Here’s an extract: Andy Griffiths, executive director of the Investor Forum, which represents big fund management groups, said he was relating the views of 13 shareholders representing 20% of the London investor base and wrote on 21 November: “While these long-term shareholders are supportive of the company and its operational strategy, given the challenges facing the organisation, they are of the strong opinion that the individual currently being identified in the media as a potential chairman is not an acceptable candidate.

“The clear position of these shareholders would suggest that the company should expect a very hostile audience should it choose to pursue this course of action.”

Davis’s business career has always divided opinion. Some fund managers applaud the deal-making that built Xstrata into a $50bn company at the moment he was taken over by Glencore. Others can’t stomach the personal rewards for Xstrata’s top brass, including the £140m retention package that executives were offered to stay after the takeover. But, remember, Davis had been interviewed and picked by the board of Rio as the frontrunner. A U-turn in these circumstances is unusual.
A welcome victory for shareholder power? Up to a point. Almost everybody is in favour of big investors engaging actively with companies and, in this case, there’s a fair argument that Rio doesn’t need a swashbuckling, deal-making chairman at a moment when it is preaching a gospel of disciplined capital allocation. That, as it happens, was this column’s view a few weeks ago.

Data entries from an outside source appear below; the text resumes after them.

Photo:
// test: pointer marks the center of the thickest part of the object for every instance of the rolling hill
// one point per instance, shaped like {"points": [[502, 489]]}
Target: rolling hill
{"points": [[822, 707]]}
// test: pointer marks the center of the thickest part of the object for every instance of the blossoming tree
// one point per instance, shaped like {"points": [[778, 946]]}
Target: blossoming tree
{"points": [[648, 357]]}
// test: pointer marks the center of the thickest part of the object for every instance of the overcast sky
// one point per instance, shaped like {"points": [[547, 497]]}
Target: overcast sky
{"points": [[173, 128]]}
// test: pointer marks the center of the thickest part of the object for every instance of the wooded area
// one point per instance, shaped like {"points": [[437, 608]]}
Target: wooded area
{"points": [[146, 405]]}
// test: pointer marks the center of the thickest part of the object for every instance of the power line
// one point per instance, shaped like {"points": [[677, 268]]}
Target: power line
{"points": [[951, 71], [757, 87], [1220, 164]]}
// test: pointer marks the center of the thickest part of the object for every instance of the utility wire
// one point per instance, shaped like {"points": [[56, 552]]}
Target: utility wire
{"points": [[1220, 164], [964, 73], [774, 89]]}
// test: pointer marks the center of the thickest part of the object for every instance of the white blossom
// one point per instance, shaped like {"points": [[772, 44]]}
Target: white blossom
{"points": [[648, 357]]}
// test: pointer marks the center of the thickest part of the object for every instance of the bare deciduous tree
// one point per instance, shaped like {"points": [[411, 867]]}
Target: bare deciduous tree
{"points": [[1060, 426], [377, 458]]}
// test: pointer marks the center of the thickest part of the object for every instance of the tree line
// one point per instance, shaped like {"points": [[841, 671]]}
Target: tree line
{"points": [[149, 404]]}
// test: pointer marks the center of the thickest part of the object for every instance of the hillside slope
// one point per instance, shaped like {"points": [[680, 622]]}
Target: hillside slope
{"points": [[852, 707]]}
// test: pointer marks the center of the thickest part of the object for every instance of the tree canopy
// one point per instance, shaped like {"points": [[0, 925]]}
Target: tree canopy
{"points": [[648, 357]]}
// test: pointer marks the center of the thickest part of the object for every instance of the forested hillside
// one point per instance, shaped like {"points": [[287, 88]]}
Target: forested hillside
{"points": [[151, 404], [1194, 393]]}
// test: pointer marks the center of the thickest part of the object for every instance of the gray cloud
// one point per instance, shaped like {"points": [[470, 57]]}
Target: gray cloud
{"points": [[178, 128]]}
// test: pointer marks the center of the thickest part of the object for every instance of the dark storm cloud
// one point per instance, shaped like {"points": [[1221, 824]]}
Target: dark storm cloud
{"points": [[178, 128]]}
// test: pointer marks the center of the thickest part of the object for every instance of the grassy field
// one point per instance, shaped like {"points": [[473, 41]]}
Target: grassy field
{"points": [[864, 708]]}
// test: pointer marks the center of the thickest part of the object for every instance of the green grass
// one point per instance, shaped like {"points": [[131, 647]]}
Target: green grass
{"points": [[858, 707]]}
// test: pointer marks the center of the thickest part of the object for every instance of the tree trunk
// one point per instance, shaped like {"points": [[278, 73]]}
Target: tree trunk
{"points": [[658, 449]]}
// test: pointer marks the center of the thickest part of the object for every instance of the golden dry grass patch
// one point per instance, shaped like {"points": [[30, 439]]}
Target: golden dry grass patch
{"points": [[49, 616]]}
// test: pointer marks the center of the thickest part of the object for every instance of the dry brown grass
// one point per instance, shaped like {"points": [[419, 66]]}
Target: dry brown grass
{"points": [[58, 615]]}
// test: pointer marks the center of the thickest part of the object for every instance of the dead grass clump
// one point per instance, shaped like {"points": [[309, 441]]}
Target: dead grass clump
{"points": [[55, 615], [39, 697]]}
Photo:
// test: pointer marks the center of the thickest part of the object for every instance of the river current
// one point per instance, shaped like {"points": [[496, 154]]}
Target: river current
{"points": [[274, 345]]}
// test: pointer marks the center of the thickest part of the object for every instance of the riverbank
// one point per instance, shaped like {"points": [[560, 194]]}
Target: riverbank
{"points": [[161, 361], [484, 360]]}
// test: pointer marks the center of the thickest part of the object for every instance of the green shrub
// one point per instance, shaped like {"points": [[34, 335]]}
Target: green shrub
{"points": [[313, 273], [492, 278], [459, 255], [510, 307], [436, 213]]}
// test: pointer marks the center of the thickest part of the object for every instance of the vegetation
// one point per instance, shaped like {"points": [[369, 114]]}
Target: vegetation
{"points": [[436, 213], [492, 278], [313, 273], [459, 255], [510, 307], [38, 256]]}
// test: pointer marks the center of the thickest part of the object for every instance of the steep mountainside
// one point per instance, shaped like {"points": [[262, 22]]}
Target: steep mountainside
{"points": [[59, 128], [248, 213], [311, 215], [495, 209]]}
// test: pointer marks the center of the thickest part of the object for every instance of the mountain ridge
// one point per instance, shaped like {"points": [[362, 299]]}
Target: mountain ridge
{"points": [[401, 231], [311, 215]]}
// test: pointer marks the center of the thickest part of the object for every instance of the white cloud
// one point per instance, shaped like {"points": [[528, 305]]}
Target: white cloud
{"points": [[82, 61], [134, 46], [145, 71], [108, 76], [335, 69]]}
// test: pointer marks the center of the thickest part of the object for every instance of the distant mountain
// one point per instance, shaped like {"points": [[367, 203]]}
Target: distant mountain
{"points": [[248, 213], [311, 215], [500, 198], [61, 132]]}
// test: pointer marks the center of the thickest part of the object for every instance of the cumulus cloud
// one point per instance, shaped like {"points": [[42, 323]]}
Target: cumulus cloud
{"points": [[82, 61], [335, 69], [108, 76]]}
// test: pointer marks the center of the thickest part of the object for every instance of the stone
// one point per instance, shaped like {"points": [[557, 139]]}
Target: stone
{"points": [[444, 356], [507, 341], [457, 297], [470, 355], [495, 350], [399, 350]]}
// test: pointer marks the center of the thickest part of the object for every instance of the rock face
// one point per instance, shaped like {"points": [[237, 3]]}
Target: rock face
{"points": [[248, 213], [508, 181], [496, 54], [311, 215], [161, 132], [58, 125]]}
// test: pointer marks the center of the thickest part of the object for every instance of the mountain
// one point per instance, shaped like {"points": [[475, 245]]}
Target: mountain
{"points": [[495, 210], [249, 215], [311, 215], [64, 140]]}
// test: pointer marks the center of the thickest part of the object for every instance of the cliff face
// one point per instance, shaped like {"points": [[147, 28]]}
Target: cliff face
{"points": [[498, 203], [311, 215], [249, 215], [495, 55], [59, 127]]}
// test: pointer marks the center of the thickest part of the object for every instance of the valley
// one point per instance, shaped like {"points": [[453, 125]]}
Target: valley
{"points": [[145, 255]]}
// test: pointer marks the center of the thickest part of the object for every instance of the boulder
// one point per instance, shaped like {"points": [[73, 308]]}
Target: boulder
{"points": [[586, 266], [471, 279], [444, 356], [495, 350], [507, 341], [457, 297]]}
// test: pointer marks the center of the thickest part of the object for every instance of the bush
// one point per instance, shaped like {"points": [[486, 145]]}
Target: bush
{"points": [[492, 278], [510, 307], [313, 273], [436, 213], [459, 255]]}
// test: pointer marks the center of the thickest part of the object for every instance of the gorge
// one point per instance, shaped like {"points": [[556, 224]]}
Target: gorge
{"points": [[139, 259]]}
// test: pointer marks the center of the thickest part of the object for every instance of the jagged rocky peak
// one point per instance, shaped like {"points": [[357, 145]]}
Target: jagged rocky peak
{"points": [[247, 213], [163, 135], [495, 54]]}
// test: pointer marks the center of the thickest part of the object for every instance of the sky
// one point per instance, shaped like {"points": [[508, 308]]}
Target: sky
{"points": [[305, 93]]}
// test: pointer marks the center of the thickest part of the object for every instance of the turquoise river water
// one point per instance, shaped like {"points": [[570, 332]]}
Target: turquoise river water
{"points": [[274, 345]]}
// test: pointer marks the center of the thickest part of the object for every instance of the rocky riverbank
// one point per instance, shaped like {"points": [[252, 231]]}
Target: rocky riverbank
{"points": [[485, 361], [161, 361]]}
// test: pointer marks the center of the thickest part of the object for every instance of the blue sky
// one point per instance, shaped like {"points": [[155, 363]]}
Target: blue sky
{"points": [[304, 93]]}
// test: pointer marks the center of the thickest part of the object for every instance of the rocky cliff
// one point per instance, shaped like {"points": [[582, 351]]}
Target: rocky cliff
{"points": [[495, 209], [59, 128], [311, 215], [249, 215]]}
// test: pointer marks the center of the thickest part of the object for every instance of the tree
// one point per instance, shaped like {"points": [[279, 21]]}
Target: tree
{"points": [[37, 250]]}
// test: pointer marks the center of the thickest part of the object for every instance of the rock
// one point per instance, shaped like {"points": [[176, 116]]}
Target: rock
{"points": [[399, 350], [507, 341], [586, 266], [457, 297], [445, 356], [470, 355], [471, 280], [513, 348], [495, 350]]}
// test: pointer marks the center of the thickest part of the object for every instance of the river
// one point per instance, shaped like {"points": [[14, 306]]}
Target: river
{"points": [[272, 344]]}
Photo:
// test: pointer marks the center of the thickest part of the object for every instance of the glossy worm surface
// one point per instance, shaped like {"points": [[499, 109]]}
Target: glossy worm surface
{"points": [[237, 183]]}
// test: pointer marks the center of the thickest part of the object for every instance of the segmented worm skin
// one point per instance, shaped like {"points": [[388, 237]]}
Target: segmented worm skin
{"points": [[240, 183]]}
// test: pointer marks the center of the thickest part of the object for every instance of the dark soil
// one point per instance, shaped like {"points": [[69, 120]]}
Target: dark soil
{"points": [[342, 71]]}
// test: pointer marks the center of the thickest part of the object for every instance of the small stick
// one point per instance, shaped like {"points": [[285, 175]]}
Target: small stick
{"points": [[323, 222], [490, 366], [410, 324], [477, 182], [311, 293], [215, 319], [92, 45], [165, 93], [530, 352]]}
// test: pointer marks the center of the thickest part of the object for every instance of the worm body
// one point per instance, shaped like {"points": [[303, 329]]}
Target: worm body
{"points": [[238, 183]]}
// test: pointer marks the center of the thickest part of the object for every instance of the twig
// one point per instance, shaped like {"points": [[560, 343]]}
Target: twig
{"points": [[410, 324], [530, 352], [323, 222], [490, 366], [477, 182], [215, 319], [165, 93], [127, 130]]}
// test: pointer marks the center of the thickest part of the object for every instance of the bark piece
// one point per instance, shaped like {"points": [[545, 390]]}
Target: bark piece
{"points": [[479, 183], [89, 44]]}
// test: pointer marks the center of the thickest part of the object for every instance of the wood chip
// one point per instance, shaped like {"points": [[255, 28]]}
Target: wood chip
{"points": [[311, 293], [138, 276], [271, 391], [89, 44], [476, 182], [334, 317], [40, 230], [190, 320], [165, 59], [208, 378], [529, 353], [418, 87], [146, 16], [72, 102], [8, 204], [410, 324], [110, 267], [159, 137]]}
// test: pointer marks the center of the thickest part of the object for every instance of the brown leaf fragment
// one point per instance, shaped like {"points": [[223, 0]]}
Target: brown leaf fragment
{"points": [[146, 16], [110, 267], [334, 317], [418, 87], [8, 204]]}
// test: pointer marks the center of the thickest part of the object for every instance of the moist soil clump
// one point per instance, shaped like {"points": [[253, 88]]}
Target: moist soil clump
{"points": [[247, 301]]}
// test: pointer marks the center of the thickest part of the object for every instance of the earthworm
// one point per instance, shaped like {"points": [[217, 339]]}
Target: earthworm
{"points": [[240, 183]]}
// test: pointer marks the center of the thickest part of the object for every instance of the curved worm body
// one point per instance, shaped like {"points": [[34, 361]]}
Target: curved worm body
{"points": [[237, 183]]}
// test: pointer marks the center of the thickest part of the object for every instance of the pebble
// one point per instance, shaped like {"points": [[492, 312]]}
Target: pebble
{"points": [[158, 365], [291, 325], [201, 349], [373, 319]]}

But, in Davis’s shoes, you would also want to know why the Investor Forum mentioned “high personal integrity” as one of three “key investor considerations for this appointment”. That could be read as a general comment. But, in the context of the letter, it could also be taken as personal, nasty and below the belt. Davis, a well-known philanthropist, is entitled to an explanation.

Stock market highs are just a sugar rush
Another day, another record for Wall Street, and another chance for Donald Trump to spin the shallow idea that his presidency must be successful because stock prices are rising.

The notion is shallow because cutting corporate taxes – and thereby delivering an instant boost to companies’ earnings – was always likely to push the stock market higher. The process is almost mechanical, especially for big US-focused companies such as banks and energy companies.

But, once the sugar rush fades, expect investors question the long-term economic benefits of cutting corporate taxes. If investors truly believed that the US economy was now set on a course towards higher growth, you would expect a reaction in the market for US government debt. Investors might start to predict higher inflation, for example.

But that is not happening. Instead, short-dated and long-dated US Treasury stocks are trading at very similar yields, which traditionally signals economic trouble ahead. Funnily enough, Trump never tweets about that.

Workers on boards? How about a non-executive director?
Let’s recall, one last time, that ground-breaking pledge made by Theresa May in her brief period as a corporate reformer: “We’re going to have not just consumers represented on company boards, but employees as well.”

In the latest proposed tweaks to the corporate governance code, there’s no sign of either consumers or workers being installed on the boards of public companies. Taking its cue from the government’s green paper, the Financial Reporting Council says companies can take their pick from one of three options.

They can indeed nominate an employee to serve on the board. Or they can create an employee advisory council, if they don’t have one already. Or they can just assign a non-executive director to look out for employees’ interests. This third option is known as kicking the issue into the long grass. It will be popular.